### Retrieve State Usage Data

Downloads State Water Use data for 2000/2005/2010 and creates a formatted Physical Water Use Supply table. 

Original data are from the USGS state water programs. Sample URL (Louisiana)
`https://waterdata.usgs.gov/la/nwis/water_use?format=rdb&rdb_compression=value&wu_area=County&wu_year=2000%2C2005%2C2010&wu_county=ALL&wu_category=ALL&wu_county_nms=--ALL%2BCounties--&wu_category_nms=--ALL%2BCategories--`

##### Workflow:
* Construct the url and retrieve the data into a pandas data frame
* Melt/gather the usage columns into row values under the column name 'Group'
* Remove rows with no usage data (identified by not having "Mgal" in the 'Group' name)
---

In [1]:
#Import modules
import sys, os, urllib
from shutil import copyfile
import pandas as pd
import numpy as np
from openpyxl import load_workbook

In [2]:
#Specify the state and year to process
state = 'tx' #Louisiana
year = 2005

In [3]:
#Get the input filenames
templateFilename = '../Data/Templates/StatePSUT_Template.xlsx'
remapFilename = '../Data/RemapTables/StatePSUTLookup.csv'
outFilename = '../Data/StateData/{0}_{1}.xlsx'.format(state,year)

In [4]:
#Copy the template to the output filename
copyfile(src=templateFilename,dst=outFilename)

In [5]:
#Get the remap table and load as a dataframe
dfRemap = pd.read_csv(remapFilename,dtype='str',index_col="Index")

* Output data will be named with the state code and year (e.g. `la_2010.csv`) and will be saved in the StateData subfolder of the Data directory.

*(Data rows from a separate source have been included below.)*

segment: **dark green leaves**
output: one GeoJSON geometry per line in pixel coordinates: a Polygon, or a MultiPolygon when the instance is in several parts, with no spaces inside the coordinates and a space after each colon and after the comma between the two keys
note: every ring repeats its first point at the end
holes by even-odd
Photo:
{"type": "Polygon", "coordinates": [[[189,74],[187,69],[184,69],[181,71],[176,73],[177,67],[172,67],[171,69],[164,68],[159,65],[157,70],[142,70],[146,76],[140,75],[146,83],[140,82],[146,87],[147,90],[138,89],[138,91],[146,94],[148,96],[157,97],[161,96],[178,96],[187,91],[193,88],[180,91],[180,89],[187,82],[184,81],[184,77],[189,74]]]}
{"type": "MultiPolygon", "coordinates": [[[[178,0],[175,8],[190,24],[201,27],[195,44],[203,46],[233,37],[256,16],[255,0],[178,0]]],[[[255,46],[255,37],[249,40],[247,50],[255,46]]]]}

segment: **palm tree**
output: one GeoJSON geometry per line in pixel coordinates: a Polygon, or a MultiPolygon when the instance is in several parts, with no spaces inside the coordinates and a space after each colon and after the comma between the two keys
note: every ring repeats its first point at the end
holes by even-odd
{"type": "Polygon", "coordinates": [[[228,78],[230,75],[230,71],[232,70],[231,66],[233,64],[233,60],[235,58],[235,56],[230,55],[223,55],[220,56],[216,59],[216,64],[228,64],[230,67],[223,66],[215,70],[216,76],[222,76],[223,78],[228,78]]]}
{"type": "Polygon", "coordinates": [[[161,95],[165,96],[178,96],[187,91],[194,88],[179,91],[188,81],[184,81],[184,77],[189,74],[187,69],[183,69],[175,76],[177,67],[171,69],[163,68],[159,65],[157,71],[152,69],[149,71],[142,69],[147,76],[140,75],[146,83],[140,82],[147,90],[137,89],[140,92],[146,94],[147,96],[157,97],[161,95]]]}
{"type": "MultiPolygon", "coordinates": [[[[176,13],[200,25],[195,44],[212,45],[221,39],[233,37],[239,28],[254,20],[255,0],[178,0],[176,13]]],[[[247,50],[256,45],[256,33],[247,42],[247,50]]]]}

This folder will be created, if it does not exist already.

In [6]:
#Set the output file location to the Data/State data folder (relative to this file's location)
outFolder = '../Data/StateData/'
if os.path.exists(outFolder) == False:
    os.mkdir(outFolder)
outFN = outFolder + os.sep + '{0}_{1}.csv'.format(state,year)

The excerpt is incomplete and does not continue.